“Permanecer también es un acto de valentía”. Con esa convicción se presenta Ana Caterine Gómez Pérez, estudiante de Ingeniería Administrativa de la Universidad Nacional de Colombia, Sede Medellín, quien hoy cursa su séptima matrícula y ha encontrado en la vida universitaria un espacio para crecer, liderar y reafirmar su voz.

Catherine creció rodeada de mujeres: su mamá, su hermana, sus tías y sus primas. De ellas aprendió a reconocerse, a confiar en sí misma y a comprender que sentirse bien con quien es, resulta fundamental para relacionarse con los y las demás. Esa red fue el primer lugar donde empezó a construirse como mujer.
Cuando llegó a la universidad lo hizo con miedo.
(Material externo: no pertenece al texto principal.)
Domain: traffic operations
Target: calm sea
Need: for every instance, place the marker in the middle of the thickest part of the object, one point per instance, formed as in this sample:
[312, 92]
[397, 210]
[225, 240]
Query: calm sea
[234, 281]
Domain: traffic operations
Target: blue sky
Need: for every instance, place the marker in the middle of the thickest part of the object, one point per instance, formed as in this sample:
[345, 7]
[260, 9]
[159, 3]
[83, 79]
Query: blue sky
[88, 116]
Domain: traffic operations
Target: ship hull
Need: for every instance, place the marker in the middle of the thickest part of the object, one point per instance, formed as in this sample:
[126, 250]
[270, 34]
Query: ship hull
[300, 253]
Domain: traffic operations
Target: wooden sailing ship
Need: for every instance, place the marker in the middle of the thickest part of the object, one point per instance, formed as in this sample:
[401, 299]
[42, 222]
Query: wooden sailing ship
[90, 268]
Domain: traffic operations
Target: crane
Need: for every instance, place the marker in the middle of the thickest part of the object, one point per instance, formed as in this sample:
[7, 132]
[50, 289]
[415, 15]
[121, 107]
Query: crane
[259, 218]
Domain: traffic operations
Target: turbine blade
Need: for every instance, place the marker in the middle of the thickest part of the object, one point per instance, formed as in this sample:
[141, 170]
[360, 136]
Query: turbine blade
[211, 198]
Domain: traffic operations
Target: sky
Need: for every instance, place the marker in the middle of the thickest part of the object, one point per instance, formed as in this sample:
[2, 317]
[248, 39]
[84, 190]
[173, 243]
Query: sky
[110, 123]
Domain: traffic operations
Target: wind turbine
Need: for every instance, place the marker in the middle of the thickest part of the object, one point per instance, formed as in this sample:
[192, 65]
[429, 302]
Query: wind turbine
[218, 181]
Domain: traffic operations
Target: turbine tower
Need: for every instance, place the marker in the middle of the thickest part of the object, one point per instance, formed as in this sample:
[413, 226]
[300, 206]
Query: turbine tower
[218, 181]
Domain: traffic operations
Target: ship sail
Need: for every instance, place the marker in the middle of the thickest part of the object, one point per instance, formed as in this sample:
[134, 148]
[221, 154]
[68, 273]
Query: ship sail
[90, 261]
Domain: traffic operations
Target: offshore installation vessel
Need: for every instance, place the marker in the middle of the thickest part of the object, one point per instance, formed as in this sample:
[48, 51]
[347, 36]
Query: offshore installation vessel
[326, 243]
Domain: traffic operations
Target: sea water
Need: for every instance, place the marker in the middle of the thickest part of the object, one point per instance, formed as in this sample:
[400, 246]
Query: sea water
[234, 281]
Temía no encontrar su lugar o no ser comprendida. Pero con el tiempo entendió que la vida universitaria también se trata de adaptarse, de abrirse a las personas que la acompañan en el camino y de reconocer que nadie transita ese proceso completamente sola. En sus compañeros, amigas, profesores, profesoras y en Bienestar Universitario encontró apoyos que le permitieron derribar barreras y construir vínculos que hoy considera fundamentales para permanecer.
Esa experiencia también la llevó a asumir nuevos retos. Actualmente es una de las coordinadoras del semillero de investigación Prexia, de la Facultad de Minas, un espacio donde se desarrollan proyectos de investigación, consultorías y emprendimientos con sentido social. Cuando ingresó a la universidad nunca imaginó que ocuparía ese rol de liderazgo; hoy lo asume como una oportunidad para inspirar a otrxs: para ella, liderar no es solo guiar un grupo de personas, sino motivarlas a creer en sus capacidades y a crecer colectivamente.
Parte de su experiencia universitaria también ha estado marcada por su discapacidad auditiva. Para Catherine, este aspecto de su vida no define sus límites, pero sí le ha enseñado algo importante: hacerse escuchar. Con frecuencia las personas asumen que necesita ayuda constante o que no puede comprender ciertas situaciones, cuando en realidad —explica— la autonomía también hace parte de su historia.
Por eso insiste en algo: antes de asumir, es mejor preguntar. Las personas con discapacidad saben cuándo necesitan apoyo y cómo pedirlo. Reconocer esa autonomía es también una forma de respeto.
Entre clases, los proyectos, su emprendimiento y las responsabilidades, Catherine también ha aprendido algo que considera esencial para el bienestar: detenerse, leer, escuchar música y conversar con otras personas son pequeños espacios que le permiten cuidarse y recargar energía en medio de las exigencias de la vida universitaria.
Hoy mira su recorrido con gratitud. Permanecer en la universidad, afirma, es una decisión que se toma todos los días. No siempre es fácil, pero implica seguir apostando por los sueños, por el aprendizaje y por la posibilidad de transformar su propia historia.
Y en ese proceso, Catherine lo tiene claro: hacer valer la propia voz también es una forma de liderazgo.